Day is running like a fast moving train and since morning i am floating like a boat in a stormy ocean of business which is treating me like a string though still i am enjoying its wild treatment by remembering this famous quote that God tests our capabilities according to our strength ,he never put burden on our shoulders which we are not able to carry
Since morning when i started my house chores things were randomly wandering in my mind while hands were busy in routine works like cleaning, cooking ,washing utensils and laundry until then my son called and informed that he is about to leave for his some kind of test and need my prays.we talked for quite a while and i wished him best of luck for his task.After this chat i felt better and more energetic,in my mind things took a pattern.
I remembered the time when my eldest son born and i took him in my arms ,i never thought that one day that little baby will be as mature and only friend of mine.He is the first person who told me lot of things about me which i found true and could relate to them easily.he told me that i am really a simple person who relate herself to everything and person such an easy way which is hard to trust and acceptable for people of today as when you relate yourself so honestly to others it becomes other's responsibility too that they respond to your emotions with equal respect and honesty and this thing fears them that they will not be able to carry such burden so they keep themselves away from you and in result you stay alone,
When he got scholarship he said ami its all because of your great attention and care ,when he got job he said ami you are the reason that i am successful today, He always encouraged me for self grooming and everything that makes me happy such as to get more study,blogging and job.Instead of his father who always advises to be a diplomatic to achieve success in all kind of relationship my son always said me that i should not lose my inner innocence and to always be myself .I feel myself so blessed to have such caring son.
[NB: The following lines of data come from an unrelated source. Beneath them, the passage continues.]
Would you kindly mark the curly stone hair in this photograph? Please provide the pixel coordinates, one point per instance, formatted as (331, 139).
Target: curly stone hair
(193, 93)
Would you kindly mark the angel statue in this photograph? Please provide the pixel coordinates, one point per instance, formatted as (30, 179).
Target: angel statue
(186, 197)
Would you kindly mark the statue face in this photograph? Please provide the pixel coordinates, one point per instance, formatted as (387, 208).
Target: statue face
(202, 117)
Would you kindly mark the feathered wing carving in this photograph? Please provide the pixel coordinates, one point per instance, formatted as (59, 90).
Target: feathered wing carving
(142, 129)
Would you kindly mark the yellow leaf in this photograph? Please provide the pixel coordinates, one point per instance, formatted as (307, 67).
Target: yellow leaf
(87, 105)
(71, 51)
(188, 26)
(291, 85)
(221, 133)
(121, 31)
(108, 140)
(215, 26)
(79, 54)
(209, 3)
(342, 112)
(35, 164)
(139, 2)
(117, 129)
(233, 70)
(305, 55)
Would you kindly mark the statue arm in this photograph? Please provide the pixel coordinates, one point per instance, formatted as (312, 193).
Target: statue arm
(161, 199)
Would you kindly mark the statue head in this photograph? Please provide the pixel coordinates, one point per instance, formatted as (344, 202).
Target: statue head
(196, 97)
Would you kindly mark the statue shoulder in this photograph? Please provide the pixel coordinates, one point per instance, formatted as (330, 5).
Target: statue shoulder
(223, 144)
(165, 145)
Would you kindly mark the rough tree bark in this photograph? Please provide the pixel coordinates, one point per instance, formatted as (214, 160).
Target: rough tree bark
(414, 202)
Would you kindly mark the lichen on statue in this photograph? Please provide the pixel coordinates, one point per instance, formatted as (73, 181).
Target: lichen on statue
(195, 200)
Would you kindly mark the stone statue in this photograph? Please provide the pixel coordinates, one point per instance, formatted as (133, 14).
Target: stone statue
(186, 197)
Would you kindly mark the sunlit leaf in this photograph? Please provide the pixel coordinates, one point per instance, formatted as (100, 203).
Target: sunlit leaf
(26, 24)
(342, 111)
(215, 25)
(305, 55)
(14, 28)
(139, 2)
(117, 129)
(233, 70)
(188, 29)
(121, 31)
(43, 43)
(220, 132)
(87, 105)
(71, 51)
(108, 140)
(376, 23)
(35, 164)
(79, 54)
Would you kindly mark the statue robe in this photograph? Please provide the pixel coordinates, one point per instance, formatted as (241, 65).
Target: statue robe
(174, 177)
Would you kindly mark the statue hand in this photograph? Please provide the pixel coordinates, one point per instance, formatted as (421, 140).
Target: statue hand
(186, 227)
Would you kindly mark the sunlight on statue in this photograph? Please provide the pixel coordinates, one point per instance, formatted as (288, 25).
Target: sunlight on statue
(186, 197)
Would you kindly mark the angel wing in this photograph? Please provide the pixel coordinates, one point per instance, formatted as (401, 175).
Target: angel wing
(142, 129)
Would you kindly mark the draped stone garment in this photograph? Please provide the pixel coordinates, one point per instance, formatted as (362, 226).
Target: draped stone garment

While working house chore i remembered my school principal who was very first person after my mom who loved me and in my whole school time always gave me especial attention.She was inspired by my love and devotion for study and writing skills.She gave me great confidence by offering writing short plays , funny acts and poetry for different occasions in school.It was her effort that i was able to write for Radio Pakistan,latter after marriage and after many years when i went especially went to meet her She was promoted to be a head of many school ,she took no time to recognize me and offered government job with just my matriculation but then i could not manage to live away from my husband's city.But her love and affection is still in depth of my heart as a strength of confidence.
Meanwhile i remembered my boss the principal of my school where i teach now,she is nice Filipino lady who owns and supervise the school,i liked and respect her as she is successful career woman and wonderful mother to me.though few of my colleagues complains that she has no care and respect for her staff but still i think she has benefit of doubt such as may be her carelessness about her staff is due to her less socialization as like me even more then me she is stranger to people around her and cannot relate well to them,i often found her nice and kind and that is why inspite of being new employee of her i put some education related suggestion before her which though did not seem to accept yet her attitude was encouraging,personally i think she need to think more widely and listen to her staff patiently as betterment is always needed everywhere.
It is almost dark outside and i missed my evening prayer too.Now i have to end this post and rejoin my chores again preparation of dinner and ironing are the remaining tasks.life is beautiful and really short with no prediction of death warrant so everyone please be happy and spread happiness god bless.